Fitting Data#
To parameterise your data as a normal distribution, you need only calculate the mean and standard deviation of your values. However, to determine whether or not your data should be considered normal requires a test.
For example, the Shapiro-Wilk test measures deviation from normality provided you have enough data points. It can also be too sensitive when you have a large number of data points, in which case a QQ plot can help determine visually how far your data is from normality.

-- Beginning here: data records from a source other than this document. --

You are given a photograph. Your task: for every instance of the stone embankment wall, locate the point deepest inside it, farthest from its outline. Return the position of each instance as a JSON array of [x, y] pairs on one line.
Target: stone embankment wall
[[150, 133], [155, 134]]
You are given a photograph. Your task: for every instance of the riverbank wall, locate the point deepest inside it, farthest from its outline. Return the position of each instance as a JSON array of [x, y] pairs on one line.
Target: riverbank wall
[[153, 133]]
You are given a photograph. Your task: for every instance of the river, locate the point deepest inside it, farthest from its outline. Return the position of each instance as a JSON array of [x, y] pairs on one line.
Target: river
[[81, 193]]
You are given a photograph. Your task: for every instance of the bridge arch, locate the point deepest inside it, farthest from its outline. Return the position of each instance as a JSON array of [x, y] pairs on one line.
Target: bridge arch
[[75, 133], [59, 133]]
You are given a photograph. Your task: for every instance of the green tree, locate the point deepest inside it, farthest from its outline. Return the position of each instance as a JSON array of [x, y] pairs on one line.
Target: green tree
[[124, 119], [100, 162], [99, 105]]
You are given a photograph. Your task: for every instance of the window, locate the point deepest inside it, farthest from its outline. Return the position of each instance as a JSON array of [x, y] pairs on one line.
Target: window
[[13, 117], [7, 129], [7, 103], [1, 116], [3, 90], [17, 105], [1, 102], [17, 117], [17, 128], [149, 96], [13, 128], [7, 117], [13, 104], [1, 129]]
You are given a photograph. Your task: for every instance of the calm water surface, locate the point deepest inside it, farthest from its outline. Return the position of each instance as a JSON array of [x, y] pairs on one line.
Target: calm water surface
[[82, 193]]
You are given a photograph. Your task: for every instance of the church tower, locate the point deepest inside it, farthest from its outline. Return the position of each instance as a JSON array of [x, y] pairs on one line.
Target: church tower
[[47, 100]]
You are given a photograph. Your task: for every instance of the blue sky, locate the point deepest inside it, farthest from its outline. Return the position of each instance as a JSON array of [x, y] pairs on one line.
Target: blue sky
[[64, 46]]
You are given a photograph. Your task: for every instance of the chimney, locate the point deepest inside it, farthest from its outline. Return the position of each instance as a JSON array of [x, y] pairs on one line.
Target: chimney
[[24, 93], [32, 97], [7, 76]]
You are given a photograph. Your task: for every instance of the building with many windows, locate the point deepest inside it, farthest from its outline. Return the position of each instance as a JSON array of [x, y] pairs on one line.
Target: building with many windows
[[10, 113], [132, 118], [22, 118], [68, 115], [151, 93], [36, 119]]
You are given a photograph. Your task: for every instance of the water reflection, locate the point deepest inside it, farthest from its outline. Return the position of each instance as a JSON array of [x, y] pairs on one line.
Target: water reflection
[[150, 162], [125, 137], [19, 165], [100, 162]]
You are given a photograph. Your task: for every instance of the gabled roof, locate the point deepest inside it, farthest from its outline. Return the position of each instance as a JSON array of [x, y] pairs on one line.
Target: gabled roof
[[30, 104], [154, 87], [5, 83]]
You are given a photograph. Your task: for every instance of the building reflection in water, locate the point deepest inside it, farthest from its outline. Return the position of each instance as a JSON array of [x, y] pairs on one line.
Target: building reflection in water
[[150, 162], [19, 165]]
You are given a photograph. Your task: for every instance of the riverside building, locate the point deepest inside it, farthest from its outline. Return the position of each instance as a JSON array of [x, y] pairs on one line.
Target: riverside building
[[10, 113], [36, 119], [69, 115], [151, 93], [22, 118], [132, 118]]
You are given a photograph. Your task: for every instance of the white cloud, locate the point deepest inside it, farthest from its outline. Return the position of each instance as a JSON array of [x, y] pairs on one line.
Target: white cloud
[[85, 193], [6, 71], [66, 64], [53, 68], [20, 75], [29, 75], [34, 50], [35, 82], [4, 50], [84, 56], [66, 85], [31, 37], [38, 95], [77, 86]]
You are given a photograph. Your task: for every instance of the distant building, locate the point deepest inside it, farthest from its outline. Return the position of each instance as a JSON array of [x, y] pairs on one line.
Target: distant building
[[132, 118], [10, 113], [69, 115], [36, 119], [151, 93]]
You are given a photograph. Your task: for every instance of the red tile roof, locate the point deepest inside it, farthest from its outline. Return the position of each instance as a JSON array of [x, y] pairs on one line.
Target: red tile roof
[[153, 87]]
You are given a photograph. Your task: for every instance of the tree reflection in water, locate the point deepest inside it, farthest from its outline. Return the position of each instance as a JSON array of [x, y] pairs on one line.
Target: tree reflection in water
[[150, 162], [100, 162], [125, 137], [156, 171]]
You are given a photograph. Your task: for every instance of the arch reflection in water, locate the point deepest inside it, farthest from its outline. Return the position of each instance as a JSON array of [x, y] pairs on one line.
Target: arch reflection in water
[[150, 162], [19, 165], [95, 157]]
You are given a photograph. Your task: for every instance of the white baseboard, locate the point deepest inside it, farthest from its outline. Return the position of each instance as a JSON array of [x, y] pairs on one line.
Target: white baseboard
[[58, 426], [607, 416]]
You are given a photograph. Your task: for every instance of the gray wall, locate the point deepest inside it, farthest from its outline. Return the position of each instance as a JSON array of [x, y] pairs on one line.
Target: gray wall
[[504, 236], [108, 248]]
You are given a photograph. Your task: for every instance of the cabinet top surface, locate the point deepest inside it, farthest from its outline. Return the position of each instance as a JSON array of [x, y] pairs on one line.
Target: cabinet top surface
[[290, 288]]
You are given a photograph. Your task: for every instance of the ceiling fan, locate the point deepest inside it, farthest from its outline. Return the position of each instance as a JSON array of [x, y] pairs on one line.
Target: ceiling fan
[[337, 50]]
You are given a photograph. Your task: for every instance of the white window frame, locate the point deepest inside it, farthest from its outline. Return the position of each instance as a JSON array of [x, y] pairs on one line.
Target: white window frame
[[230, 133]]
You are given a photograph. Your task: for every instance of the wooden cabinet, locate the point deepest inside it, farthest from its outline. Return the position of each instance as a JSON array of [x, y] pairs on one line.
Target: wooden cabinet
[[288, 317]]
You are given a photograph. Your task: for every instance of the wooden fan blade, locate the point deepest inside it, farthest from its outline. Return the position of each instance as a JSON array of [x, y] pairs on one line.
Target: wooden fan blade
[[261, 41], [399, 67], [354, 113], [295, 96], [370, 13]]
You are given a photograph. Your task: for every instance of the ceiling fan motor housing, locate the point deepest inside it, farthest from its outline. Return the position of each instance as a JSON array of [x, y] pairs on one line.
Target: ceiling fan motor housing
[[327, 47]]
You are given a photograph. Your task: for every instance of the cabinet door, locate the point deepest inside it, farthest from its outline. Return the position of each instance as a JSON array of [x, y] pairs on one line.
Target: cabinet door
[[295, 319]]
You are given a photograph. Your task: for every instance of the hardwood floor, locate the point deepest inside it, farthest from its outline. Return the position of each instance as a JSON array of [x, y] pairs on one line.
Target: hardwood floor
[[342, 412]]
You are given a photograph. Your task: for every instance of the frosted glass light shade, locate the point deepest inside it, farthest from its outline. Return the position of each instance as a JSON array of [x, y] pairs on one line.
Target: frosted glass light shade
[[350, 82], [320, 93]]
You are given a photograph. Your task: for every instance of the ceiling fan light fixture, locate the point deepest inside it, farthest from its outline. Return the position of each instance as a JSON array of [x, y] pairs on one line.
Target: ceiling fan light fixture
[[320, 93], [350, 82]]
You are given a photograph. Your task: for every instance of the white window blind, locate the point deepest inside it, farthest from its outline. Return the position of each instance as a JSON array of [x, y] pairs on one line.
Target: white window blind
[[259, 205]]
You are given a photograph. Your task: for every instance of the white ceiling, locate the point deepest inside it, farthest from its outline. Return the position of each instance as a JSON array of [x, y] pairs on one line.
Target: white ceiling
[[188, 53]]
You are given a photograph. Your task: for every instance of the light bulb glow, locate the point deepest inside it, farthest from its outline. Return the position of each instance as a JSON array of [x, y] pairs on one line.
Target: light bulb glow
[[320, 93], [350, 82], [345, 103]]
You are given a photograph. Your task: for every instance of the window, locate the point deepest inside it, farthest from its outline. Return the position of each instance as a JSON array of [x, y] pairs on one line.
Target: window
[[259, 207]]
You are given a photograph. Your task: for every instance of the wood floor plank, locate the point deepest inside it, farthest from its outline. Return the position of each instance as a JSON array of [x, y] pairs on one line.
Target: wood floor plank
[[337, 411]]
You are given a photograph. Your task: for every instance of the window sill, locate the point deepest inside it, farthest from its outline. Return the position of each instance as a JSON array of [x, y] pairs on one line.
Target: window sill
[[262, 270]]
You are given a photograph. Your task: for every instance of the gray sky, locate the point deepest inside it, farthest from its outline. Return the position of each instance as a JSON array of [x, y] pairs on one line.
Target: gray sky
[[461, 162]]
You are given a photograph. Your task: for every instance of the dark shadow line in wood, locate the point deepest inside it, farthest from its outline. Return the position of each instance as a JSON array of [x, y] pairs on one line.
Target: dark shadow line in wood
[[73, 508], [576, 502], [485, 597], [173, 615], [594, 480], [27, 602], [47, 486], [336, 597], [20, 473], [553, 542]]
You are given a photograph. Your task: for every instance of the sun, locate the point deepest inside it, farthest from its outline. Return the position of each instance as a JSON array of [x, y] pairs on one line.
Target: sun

A Poisson distribution should have equal mean and variance, but you can also test goodness-of-fit with the Chi-Squared test.
Exercises#
Test whether the LakeHuron and treering data conform to normal distributions
Use the Shapiro-Wilk test and look at the result of qqnorm and qqline
Multimodal Data#
Sometimes when you look at the distribution of your data, you may see that it has multiple clear peaks. A bimodal distribution for example has two peaks because the underlying data is generated by two distinct distributions. This can be a strong indicator that something is wrong with your data, if you expect the only variation to be measurement noise for instance, or that you have a strong batch effect if you are looking at multiple different experiments. If the underlying distributions are the same, with similar coefficients of variation, then you can do a good job of accounting for the differences between the two and still analyse your data effectively - more on that later.
If you need to resolve a finite number of distributions, a technique called Expectation Maximisation or EM is typical, and is available in the mixtools R package. The normalmixEM for instance allows you resolve data that is a mixture of two normal distributions.
Exercises#
Load the iris data set
Plot histograms for the Petal.Length and Petal.Width columns, what do you observe?
Using mixtools resolve the two distributions in each case